# ČLK scraping
The aim of this notebook is to scrap data from [ČLK](https://www.lkcr.cz/seznam-lekaru-426.html) website to obtain current data about doctors in Czech republic 

In [2]:
download = False

In [3]:

from selenium import webdriver
from selenium.webdriver.common.keys import Keys
from selenium.webdriver.common.by import By
from selenium.webdriver.support.ui import WebDriverWait, Select
from selenium.webdriver.support import expected_conditions as EC

import time
import pandas as pd
import numpy as np
import re
import json
import warnings
warnings.filterwarnings('ignore')


In [4]:
PATH_CHROME = '/home/gary/Apps/chromedriver'
PATH_DATA = '../../data/intermediate/'

## Get fields and districts
Retrieve all field and districts available on the website

In [5]:
def get_fields_districts_dicts():
    driver = webdriver.Chrome(PATH_CHROME)
    driver.get('https://www.lkcr.cz/seznam-lekaru-426.html#seznam')
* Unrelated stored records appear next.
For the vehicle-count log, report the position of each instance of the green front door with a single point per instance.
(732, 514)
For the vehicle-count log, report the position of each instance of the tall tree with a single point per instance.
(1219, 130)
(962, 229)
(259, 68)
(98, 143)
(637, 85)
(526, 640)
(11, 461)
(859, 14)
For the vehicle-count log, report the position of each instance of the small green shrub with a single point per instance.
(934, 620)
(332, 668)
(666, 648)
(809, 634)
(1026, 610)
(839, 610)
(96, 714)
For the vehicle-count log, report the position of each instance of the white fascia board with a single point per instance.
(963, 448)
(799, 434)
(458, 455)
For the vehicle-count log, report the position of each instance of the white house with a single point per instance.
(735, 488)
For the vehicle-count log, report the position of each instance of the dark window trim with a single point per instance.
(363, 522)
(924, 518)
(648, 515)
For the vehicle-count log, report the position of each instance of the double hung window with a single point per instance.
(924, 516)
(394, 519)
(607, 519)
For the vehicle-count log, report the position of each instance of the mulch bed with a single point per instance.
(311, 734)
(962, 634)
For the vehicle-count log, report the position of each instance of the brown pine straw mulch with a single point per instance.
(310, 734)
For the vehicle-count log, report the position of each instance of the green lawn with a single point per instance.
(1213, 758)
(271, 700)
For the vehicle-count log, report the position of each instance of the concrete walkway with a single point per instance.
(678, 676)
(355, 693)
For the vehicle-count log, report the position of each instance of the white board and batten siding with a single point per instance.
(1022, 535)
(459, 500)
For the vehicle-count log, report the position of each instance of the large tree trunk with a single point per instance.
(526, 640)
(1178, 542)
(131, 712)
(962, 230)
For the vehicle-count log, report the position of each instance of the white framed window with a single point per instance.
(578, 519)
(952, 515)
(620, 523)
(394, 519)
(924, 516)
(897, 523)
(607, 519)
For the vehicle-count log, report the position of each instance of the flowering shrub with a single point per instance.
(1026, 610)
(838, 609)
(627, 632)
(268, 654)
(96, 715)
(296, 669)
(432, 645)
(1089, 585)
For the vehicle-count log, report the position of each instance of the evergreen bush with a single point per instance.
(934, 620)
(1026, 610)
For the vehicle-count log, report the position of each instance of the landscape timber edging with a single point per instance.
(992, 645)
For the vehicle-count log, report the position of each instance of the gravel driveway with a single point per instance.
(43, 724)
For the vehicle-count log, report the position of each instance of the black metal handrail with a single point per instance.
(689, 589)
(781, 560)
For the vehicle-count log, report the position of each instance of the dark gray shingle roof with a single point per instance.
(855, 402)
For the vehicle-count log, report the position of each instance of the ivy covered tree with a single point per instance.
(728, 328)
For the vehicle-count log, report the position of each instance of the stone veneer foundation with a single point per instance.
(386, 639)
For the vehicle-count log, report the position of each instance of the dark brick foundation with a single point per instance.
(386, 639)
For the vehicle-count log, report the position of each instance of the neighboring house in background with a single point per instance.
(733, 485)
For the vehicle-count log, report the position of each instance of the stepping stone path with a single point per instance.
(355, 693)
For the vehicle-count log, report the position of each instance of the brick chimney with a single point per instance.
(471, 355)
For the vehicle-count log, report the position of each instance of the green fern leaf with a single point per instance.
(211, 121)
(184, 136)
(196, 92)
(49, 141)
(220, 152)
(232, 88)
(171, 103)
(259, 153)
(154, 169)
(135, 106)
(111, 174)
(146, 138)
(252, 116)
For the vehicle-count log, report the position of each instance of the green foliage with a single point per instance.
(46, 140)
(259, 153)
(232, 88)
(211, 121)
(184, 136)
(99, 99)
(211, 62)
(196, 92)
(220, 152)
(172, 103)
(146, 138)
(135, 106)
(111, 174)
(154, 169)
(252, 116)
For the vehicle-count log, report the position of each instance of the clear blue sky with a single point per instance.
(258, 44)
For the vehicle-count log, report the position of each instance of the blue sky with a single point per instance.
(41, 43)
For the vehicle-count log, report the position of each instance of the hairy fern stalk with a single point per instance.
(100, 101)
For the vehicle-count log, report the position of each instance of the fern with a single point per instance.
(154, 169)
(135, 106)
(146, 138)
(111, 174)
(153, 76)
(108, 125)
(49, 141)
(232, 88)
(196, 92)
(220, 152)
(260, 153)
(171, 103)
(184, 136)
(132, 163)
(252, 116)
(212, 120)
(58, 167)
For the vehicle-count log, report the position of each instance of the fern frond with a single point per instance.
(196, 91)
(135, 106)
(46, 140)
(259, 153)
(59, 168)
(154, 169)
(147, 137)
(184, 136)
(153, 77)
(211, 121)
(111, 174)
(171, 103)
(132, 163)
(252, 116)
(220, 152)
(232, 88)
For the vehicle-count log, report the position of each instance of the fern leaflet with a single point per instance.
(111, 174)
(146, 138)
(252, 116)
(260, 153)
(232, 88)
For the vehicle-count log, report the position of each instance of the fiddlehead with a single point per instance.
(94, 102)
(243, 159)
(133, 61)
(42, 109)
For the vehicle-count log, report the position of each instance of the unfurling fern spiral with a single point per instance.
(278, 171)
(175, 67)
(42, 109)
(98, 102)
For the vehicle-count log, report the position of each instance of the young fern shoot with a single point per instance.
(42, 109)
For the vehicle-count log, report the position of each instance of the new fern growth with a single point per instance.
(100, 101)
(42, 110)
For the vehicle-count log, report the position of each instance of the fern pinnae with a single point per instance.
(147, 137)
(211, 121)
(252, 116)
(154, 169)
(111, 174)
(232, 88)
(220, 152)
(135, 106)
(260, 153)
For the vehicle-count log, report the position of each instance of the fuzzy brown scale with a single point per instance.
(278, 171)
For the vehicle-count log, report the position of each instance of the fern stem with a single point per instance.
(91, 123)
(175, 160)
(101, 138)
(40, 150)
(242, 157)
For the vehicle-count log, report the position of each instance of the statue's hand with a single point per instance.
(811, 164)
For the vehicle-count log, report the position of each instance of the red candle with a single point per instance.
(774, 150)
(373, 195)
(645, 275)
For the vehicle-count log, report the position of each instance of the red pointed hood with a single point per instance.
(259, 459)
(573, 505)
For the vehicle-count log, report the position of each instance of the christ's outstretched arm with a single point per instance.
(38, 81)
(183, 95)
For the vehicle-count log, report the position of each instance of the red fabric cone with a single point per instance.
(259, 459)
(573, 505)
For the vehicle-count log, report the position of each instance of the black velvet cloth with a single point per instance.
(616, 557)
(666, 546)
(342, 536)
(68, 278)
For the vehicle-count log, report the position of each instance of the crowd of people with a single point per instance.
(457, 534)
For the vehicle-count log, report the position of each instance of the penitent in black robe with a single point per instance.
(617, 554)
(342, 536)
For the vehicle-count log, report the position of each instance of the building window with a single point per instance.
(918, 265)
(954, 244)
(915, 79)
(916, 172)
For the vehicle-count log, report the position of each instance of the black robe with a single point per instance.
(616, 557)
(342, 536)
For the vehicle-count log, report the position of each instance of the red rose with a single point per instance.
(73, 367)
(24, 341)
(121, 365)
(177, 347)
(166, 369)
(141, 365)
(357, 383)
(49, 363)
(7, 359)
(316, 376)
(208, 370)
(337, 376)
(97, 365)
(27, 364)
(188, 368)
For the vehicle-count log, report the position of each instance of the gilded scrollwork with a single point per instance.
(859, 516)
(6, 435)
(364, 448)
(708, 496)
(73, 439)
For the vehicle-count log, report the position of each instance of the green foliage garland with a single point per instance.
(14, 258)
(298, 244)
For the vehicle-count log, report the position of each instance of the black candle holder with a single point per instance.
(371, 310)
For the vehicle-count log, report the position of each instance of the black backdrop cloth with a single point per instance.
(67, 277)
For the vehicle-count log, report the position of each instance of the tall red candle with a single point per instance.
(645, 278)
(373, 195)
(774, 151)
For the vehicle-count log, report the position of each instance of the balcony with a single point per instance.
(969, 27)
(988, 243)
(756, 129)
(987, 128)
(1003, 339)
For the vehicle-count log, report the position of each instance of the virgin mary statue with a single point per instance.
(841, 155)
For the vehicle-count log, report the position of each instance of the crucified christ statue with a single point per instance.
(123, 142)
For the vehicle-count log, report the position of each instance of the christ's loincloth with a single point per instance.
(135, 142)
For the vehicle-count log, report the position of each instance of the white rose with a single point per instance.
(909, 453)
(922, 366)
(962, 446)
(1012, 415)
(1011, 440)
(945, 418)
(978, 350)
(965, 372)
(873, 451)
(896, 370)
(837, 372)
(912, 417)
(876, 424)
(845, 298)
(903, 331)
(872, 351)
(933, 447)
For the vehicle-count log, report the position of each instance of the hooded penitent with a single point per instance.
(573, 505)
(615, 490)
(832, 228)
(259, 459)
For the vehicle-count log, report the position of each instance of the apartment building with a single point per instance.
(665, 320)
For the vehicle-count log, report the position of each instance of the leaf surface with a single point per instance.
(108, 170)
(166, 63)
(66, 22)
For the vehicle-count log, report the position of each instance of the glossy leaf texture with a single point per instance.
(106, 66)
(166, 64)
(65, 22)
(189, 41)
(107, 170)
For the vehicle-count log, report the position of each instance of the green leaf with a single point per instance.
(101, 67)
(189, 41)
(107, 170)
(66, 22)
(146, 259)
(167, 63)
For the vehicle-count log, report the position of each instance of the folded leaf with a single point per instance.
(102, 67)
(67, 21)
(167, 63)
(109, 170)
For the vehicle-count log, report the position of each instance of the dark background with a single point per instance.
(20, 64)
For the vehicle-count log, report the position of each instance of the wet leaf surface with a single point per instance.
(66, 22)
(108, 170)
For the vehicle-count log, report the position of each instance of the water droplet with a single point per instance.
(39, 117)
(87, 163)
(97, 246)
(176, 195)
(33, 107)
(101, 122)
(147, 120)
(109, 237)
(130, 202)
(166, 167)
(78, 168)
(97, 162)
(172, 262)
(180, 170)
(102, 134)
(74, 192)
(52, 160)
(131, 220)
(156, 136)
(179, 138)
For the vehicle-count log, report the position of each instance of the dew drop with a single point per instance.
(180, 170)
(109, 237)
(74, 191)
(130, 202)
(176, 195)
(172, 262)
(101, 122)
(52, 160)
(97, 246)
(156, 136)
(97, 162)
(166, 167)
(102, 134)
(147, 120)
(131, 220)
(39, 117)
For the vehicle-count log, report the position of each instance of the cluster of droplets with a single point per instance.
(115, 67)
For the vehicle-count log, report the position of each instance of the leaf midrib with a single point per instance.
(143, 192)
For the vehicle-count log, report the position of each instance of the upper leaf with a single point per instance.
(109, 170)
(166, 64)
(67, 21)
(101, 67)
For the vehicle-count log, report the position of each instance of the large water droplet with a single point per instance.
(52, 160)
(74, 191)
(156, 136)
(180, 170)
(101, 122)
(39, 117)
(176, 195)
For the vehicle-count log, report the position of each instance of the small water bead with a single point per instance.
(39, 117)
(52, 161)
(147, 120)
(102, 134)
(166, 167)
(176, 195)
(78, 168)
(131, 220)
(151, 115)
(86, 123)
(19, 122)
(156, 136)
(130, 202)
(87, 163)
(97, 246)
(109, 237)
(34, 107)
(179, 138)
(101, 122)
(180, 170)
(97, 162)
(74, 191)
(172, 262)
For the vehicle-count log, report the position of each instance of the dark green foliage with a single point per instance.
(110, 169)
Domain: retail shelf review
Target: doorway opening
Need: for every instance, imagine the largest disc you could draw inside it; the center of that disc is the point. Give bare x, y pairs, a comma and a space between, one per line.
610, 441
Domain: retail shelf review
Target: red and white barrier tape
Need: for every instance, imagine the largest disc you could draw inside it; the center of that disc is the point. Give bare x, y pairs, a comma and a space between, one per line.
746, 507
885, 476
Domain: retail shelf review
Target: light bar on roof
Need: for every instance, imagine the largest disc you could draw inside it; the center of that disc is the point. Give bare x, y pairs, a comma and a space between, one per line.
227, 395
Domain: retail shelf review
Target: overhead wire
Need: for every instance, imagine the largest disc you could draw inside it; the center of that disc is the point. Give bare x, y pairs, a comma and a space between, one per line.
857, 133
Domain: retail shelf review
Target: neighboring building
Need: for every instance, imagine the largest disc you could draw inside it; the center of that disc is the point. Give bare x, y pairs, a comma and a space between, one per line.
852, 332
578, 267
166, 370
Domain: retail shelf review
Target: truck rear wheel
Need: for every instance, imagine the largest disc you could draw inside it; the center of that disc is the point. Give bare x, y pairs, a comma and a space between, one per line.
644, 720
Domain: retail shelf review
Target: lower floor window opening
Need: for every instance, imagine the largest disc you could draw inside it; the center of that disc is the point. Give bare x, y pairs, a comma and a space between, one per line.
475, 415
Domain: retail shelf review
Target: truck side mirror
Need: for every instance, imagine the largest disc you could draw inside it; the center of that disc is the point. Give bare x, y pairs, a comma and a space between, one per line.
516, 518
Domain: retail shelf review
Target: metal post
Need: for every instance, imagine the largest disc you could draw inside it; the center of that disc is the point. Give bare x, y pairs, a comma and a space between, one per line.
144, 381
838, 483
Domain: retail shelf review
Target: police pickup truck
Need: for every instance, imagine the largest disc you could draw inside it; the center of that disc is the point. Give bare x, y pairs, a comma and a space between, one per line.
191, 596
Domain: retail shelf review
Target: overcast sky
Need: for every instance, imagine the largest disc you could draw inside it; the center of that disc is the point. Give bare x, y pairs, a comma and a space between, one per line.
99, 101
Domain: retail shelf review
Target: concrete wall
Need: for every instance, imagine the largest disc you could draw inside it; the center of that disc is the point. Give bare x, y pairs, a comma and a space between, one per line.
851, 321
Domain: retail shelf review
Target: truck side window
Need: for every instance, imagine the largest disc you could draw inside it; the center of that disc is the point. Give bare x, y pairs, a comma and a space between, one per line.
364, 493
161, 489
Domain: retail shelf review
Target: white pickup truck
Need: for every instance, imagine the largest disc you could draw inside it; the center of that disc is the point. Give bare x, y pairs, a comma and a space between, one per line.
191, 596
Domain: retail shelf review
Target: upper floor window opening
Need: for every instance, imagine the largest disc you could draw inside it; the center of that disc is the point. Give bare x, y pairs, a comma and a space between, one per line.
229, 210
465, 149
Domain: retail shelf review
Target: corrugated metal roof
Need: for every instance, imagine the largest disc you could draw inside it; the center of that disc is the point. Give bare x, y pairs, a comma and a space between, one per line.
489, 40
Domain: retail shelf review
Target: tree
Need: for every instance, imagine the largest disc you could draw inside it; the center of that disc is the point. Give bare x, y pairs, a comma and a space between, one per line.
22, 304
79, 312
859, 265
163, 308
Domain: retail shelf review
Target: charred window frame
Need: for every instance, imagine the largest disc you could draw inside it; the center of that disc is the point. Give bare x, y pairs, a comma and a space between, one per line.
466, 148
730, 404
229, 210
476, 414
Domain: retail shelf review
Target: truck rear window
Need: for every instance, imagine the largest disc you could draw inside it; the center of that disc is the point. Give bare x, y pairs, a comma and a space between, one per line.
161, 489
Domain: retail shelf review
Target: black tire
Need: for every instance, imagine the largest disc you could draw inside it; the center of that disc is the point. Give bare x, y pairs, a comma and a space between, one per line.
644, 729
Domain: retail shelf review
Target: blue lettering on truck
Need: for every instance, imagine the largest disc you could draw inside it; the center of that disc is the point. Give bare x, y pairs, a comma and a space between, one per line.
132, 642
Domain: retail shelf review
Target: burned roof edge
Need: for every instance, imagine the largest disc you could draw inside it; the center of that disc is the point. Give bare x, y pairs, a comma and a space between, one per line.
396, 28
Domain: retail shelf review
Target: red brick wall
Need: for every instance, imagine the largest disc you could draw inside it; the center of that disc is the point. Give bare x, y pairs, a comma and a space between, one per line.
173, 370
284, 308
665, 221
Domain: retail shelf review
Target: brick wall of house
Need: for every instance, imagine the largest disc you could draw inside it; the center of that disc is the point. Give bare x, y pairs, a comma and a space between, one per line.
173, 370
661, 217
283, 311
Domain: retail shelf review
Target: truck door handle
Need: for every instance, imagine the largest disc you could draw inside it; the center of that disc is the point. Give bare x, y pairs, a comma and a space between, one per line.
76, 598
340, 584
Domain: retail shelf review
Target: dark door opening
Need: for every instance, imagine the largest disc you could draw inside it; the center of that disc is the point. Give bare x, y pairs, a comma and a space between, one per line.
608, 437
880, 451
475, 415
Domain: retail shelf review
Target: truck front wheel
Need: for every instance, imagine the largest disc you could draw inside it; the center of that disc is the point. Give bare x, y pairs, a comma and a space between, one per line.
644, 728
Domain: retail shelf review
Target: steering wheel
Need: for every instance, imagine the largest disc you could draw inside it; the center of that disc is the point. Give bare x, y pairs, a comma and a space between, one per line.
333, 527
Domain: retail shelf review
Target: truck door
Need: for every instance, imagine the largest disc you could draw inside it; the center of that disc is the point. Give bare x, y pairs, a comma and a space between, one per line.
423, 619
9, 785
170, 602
    ## dict of fields - name:value
    d_fields = dict()

    filterObor = driver.find_element_by_name('filterObor')
    options = [x for x in filterObor.find_elements_by_tag_name("option")]

    for element in options:
        if element.text:
            d_fields[element.text] = element.get_attribute("value")

    ## dict of districts - name:value
    d_districts = dict()

    filterOkresId = driver.find_elements_by_name('filterOkresId')[-1]

    options = [x for x in filterOkresId.find_elements_by_tag_name("option")]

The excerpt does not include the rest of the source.